Hace poco ví The Raid, un film indonesio que según creo se estrenó en nuestro país en el festival de Sitges 2012. Me resulta curioso que, tras el visionado anterior de la nueva versión de Dredd, ambas compartieran montones de características: sucias, violentas e implacables. Empecemos.

Échale huevos y entra.
The Raid se desarrolla desde el punto de vista de un comando especial de la policía indonesia que se lanza al asalto de un edificio tomado por los peores criminales y drogadictos varios. Dicho edificio está gobernado por un narco y sus secuaces, y cuando descubren que la policía armada hasta los dientes ha entrado en sus dominios, decide cerrar a cal y canto y darles caza con todos sus hombres. A partir de aquí se desarrolla una matanza brutal de polis y malos en las que la finalidad del asalto queda cada vez más en entredicho.
Es una cinta violenta a más no poder, llena de balazos, machetes y tipos pasados de rosca que se dedican a darse palos sin descanso. La acción es constante, como la sangre que corre a ríos por los pasillos del edificio. No hay un gran argumento: entrar, matar y salir con el jefe de la banda. Los tiroteos están rodados con bastante soltura, como las buenas coreografías de peleas: las actuaciones, correctas para lo que se pueda esperar y la atmósfera muy conseguida, muy creíble dado que sucede todo dentro de un bloque de viviendas marginal.
Una peli de acción trepidante y claustrofóbica que hará las delicias de los apasionados de este cine… y el asco de los odiosos del gore.
Dredd es un film que comparte un montón de detalles con la anterior. Basada en el cómic original de John Wagner y Carlos Ezquerra, trata de un juez de la megalópolis futurista Mega-City One.

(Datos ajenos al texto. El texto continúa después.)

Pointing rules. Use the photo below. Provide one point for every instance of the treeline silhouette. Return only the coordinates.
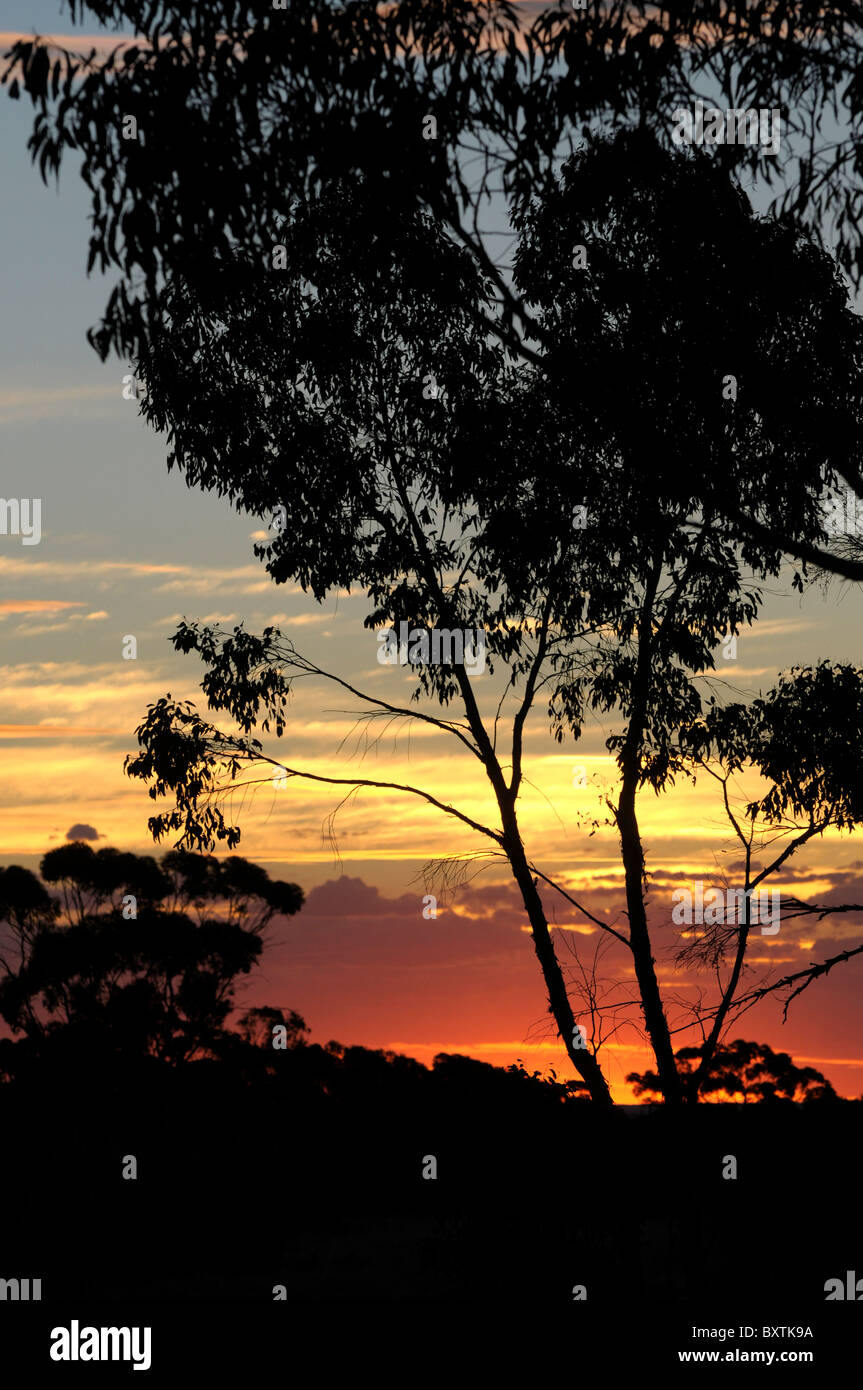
(270, 1164)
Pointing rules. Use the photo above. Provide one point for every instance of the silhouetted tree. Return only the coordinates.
(487, 483)
(749, 1070)
(104, 969)
(406, 116)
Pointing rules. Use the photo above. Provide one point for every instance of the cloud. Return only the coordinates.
(38, 605)
(81, 831)
(40, 402)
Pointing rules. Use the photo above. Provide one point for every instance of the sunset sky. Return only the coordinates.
(128, 549)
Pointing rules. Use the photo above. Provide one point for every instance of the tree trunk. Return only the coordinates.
(559, 1002)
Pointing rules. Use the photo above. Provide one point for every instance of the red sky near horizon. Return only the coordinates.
(128, 549)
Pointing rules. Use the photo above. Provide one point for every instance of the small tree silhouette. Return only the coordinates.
(749, 1070)
(129, 958)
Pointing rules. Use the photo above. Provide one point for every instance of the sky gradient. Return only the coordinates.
(128, 549)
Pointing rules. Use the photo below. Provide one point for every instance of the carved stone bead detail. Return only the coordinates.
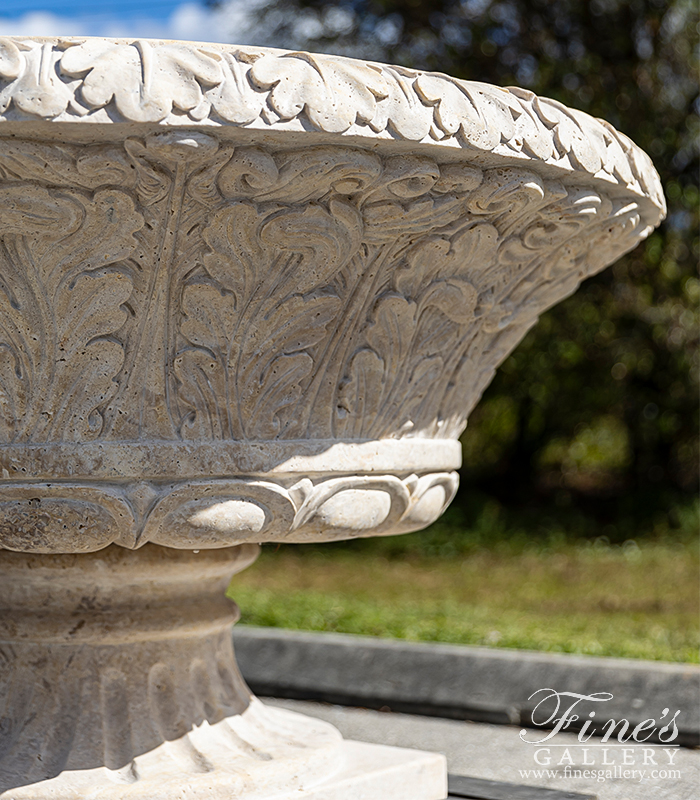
(198, 514)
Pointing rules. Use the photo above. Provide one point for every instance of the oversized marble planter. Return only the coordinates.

Su papel es el de juez, jurado y verdugo con toques fascistoides, un personaje

Correrá sangre…
implacable e inmisericorde que no duda en castigar con la muerte el más pequeño delito. Dependiente del Departamento de Justicia, trata de imponer el orden en la caótica ciudad pasando por encima de quien sea necesario. Sin concesiones, sin perdón. En el film de 2012, la acción se desarrolla en la misma ciudad, aunque dentro (como en The Raid) de un solo edificio: Peach Trees, una gigantesca construcción de 200 plantas que alberga 75000 personas. Se han cometido tres asesinatos y el juez Dredd y su compañera novata Anderson entran para esclarecer la situación. El bloque está controlado por una narcotraficante apodada Ma-Ma, una despiadada criminal que gobierna Peach Trees con mano de hierro. Cuando los jueces detienen a uno de los cabecillas de su banda, Ma-Ma cierra el bloque y hace un llamamiento a los ciudadanos para que les den caza… y empieza la locura.
En Dredd no faltan escenas superviolentas: tiroteos bestiales, armas pesadas, explosiones, matanzas múltiples y casquerías varias. A diferencia con The Raid no son una veintena de hombres contra muchos, sino que Dredd y Anderson se lían a ostia limpia contra cientos de delincuentes que, por supuesto, reciben hasta en el carnet de identidad.
Me sorprendió que una película de acción con un presupuesto modesto (45M de dólares) pudiese gustarme tanto. Como en la anterior, la acción apenas decae en algún momento, los efectos especiales son muy decentes, especialmente cuando alguno se chuta con la droga de moda SloMo. Las actuaciones son correctas, con Karl Urban en el papel del cara-de-cemento Dredd (atentos a la forma de su boca durante todo el metraje), la joven Olivia Thirlby como la psíquica mutante Anderson o Lena Headey como Ma-Ma. Buena fotografía, acción palomitera de la de toda la vida y gore a raudales. Fuck yea!
PD: atentos a la brutal escena del mendigo o la de “bola de fuego”.
Ambas películas son muy recomendables.